Resets the EOF flag — putting data back means there’s something to read.

Essential for lookahead parsing: read a line, inspect it, decide it belongs to the next section, push it back.

$s.Read line
# ... this line starts a new block, put it back ...
$s.putBack "$line"
# next $s.Read returns $line again

Best used with buffered-mode streams. Direct-mode streams don’t use the internal buffer, so putBack behavior is less predictable there.

The CRLF Contract

This is important. When the record delimiter is set to an exact multi-char string (e.g. \r\n via -D), the delimiter must match IN FULL to trigger a record boundary. A bare \n inside the record is just data – it does NOT split the record.

This means:

-D $'\r\n' with data "line1\nstill line1\r\nline2\r\n" produces two records: "line1\nstill line1" and "line2".
The embedded \n is preserved in the first record.

If you want ANY newline-like character to split records (bare LF, bare CR, CRLF all treated as boundaries), use -E $'\r\n' instead. That’s char-class mode with run-collapsing – any sequence of CR and/or LF characters constitutes one record boundary.

Parse Modes in Detail

Direct Mode

The constructor pre-builds a complete read argument array:

(-r -d "$eol" -u "$fd" field1 field2 field3)

Each $s.Read call is literally:

read "${args[@]}"

One builtin call. No buffering, no string manipulation, no overhead beyond method dispatch. IFS splitting works exactly as it does with bare read – the user controls IFS, we don’t touch it.
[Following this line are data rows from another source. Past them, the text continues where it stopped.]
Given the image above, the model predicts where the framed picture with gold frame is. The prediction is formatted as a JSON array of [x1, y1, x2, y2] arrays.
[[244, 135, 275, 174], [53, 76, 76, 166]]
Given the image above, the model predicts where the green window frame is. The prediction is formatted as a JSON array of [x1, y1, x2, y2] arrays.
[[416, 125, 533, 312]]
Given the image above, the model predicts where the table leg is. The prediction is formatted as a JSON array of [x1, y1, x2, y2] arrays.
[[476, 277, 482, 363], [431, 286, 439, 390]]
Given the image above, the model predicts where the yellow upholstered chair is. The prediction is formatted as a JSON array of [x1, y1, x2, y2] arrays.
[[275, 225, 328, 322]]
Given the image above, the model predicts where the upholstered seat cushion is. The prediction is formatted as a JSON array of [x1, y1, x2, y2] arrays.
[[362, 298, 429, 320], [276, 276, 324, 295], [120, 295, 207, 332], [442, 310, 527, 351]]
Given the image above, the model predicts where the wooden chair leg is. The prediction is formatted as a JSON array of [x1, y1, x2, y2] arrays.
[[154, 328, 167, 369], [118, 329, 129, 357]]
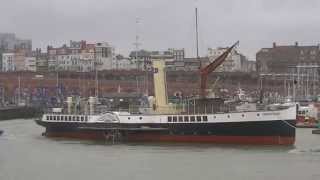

When to use: simple line-oriented parsing where read does everything you need. This is the default for newline-delimited data with no multi-char delimiter options.

Regex Mode (buffered)

Used when -E (char-class EOL) or -f (char-class field delimiter) is specified. The constructor builds anchored regexes:

Record regex: ^([^CHARS]*)[CHARS]+ (captures record, consumes delimiter run)
Field regex: ^([^CHARS]*)[CHARS] (captures one field, consumes one delimiter char)

Each Read:

Apply record regex to buffer
No match? Fill buffer from FD, retry
Match? Extract record from BASH_REMATCH[1], advance buffer
Split record into fields using field regex + nameref assignment

PE Mode (buffered)

Used when -D (exact-string EOL) or -F (exact-string field delimiter) is specified. Uses parameter expansion:

Record extraction: ${buf%%"$eol"*} (everything before first EOL)
Buffer advance: ${buf#*"$eol"} (everything after first EOL)
Field extraction: same pattern with field delimiter

Handles arbitrary multi-char delimiters that can’t be expressed as regex character classes (e.g. <>, ::, \r\n).

Field Assignment

Fields are assigned via nameref – no eval, no read <<<, no IFS manipulation in buffered modes. The field names array is stored as a real bash indexed array (not a joined string).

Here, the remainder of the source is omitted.